Mr Zimmerman is a moody sort of guy. But I mean that in the best possible way. For fifty years or more this extraordinary poet and musician, and all round song and dance man, has been exploring the many contradictory moods of the human condition and doing so with the fine skill of a master wordsmith. I don’t profess to know much about previous winners of this supposedly prestigious literary award so I am unable to make comparisons, but I can say emphatically that BD has the enduring ability to ‘coin a phrase’ that stays with you for the rest of your damn life. There can be few men or women of words that can claim that sort of mantle. And still today, an event may present itself in the news, and one of those poignant Dylan lines pops into mind that seems to perfectly sum up the situation no matter how devilishly complex that situation may be. For that alone I would suggest that the award is well deserved.
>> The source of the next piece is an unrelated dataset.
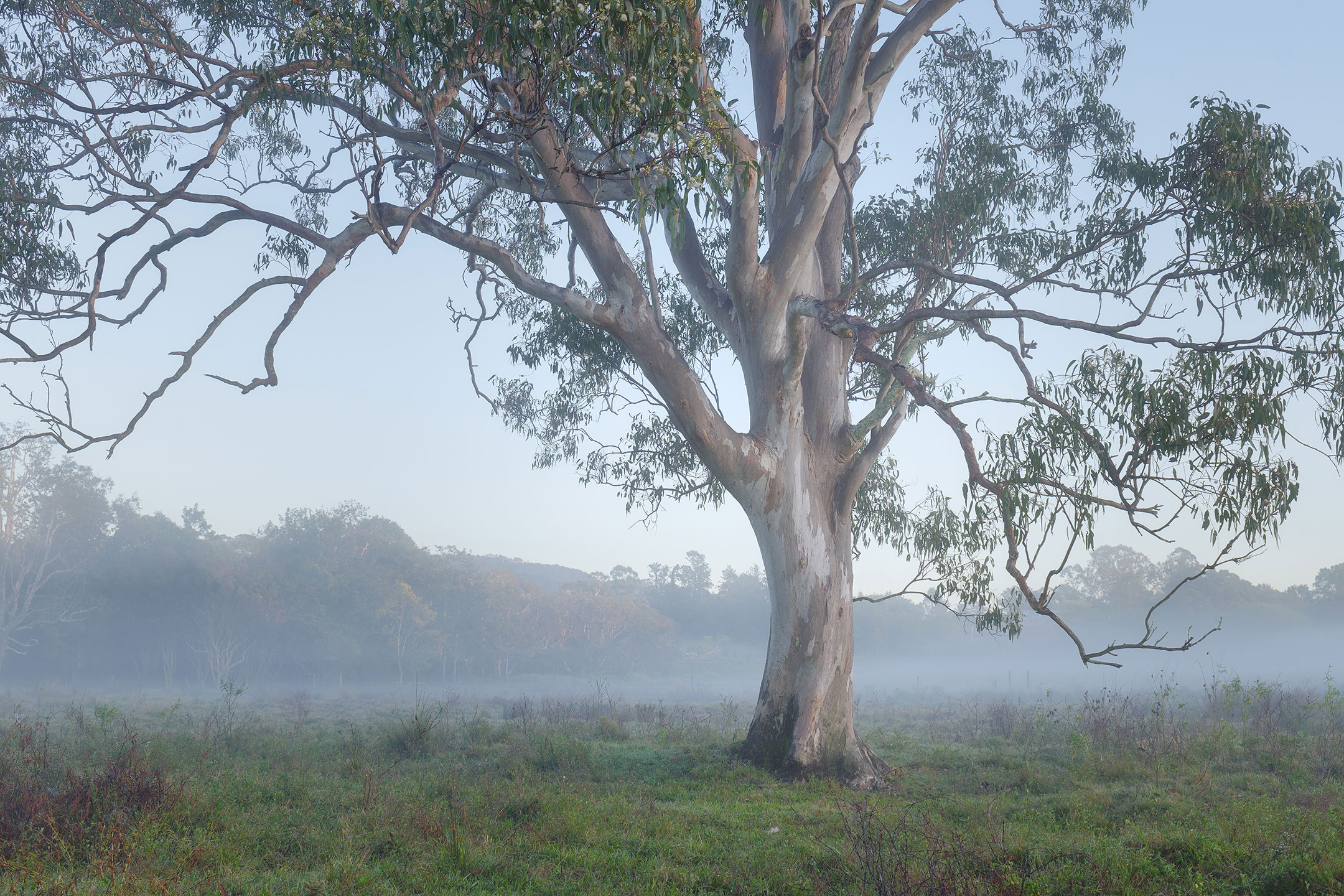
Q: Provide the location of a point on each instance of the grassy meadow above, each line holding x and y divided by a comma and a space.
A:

It hasn’t always been easy. BD has produced his fair share of duds. But even the very tamest of his albums invariable has one or two gems to savour. And the weird thing is, give some of his material a long enough airing and you start to find a magic there that wasn’t immediately apparent on those first few listening's. A case in point for me was the Basement Tapes. Originally released in 1975, I just couldn’t see what all the fuss was about. In fact, to be honest, I found the stuff unlistenable. Then, forty years later they re-release the tapes along with the usual digital remixing and - hey presto- it’s some of the best Dylan music I’ve ever come across. I was lucky enough to get the complete six disc set for a present and now I’m totally hooked. The tapes seem to encapsulate the very spirit of the man; questioning, experimental and above all, humorous.
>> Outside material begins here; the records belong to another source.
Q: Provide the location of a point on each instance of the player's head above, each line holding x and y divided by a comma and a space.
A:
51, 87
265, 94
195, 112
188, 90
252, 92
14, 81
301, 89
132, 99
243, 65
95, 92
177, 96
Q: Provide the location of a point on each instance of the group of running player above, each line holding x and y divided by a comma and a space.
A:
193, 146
Then there’s the religious stuff. Not my cup of tea for sure but even here some of the songs he’s produced from this era are quite stunning. Leave aside for a moment the inane ramblings about judgement day and the afterlife, and what you have is an artist trying to create some meaning out of our meaningless universe. We all have our particular way of doing that but Dylan, being the poet that he is, takes it to another, dare I say, spiritual level. Try listening to ‘Every Grain of Sand’ and ‘Sign of the Cross’ from the official bootleg series to get a sense of what I mean. You don’t have to be a paid up born-again Christian to be able to feel the sense of spiritual wonder that Dylan is able to conjure up.
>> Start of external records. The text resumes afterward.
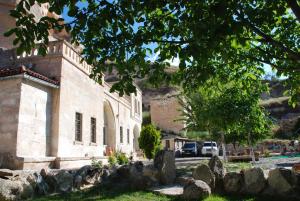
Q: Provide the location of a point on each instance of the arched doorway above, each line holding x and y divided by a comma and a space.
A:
136, 134
109, 129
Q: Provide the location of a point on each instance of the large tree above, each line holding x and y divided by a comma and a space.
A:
204, 35
228, 109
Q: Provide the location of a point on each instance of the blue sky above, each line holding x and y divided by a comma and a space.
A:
175, 61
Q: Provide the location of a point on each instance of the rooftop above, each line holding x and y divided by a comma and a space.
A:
22, 70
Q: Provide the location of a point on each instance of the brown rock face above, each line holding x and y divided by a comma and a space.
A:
203, 172
165, 163
196, 190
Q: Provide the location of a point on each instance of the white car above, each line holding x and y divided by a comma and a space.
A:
210, 148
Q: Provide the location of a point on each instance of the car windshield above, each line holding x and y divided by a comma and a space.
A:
209, 144
189, 145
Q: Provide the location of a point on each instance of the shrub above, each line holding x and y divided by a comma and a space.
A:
149, 141
112, 160
96, 164
122, 159
118, 158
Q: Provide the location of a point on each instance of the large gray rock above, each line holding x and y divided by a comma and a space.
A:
232, 182
196, 190
15, 190
203, 172
89, 175
165, 163
217, 167
254, 180
5, 173
282, 180
41, 186
64, 181
184, 180
151, 172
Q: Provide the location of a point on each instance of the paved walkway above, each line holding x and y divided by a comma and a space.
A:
172, 190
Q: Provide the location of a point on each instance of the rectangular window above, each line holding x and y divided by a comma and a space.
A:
78, 126
104, 136
93, 130
139, 110
121, 134
168, 144
135, 106
128, 136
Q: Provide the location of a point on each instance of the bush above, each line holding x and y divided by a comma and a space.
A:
112, 160
149, 141
96, 164
118, 158
122, 159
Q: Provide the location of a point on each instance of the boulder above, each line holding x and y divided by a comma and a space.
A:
232, 182
164, 162
281, 180
43, 173
64, 181
254, 180
5, 173
78, 181
138, 165
203, 172
89, 174
125, 171
183, 180
216, 166
196, 190
15, 190
51, 182
151, 172
41, 186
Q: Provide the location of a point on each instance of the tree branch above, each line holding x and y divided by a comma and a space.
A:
268, 39
295, 7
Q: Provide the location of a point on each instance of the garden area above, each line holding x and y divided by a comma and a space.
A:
123, 194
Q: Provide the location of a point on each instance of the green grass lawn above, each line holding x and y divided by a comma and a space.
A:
121, 194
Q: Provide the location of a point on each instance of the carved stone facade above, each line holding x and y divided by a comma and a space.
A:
52, 114
166, 114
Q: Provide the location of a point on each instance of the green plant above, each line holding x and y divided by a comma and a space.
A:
112, 160
267, 154
121, 158
149, 141
97, 164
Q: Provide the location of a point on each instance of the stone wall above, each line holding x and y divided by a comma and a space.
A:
34, 129
165, 112
10, 92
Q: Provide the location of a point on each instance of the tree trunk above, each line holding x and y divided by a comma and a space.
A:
223, 147
251, 148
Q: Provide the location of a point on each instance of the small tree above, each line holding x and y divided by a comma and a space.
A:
149, 141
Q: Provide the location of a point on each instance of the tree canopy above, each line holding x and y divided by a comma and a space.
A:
227, 108
209, 37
And that brings me to my main point. Dylan has a song for every conceivable mood. Not the typical banal love songs from the pop genre, but songs that tease out every conceivable human emotion; yearning, rejection, jealousy, resentment and outright hatred. And after that, forgiveness and reconciliation. We’ve all been there and Dylan has a song for that every bitter and contradictory occasion. It sounds like a horrible cliché, but the man has near on produced a soundtrack for your whole goddamn life. And if you care to listen to some of his more recent work, and here I’m referring particularly to a trilogy of albums; ‘Not Dark Yet’, ‘Love and Theft’, and ‘Modern Times’, you will find material that so deftly captures those unsettling moods that tend to creep up on you as the years close in. Some of the material on these albums are quite remarkable both in their intensity and lightness of touch. Who, amongst his song writing contemporaries, can claim to be still producing original and powerful work so late on in their careers. None I would argue, Not one. 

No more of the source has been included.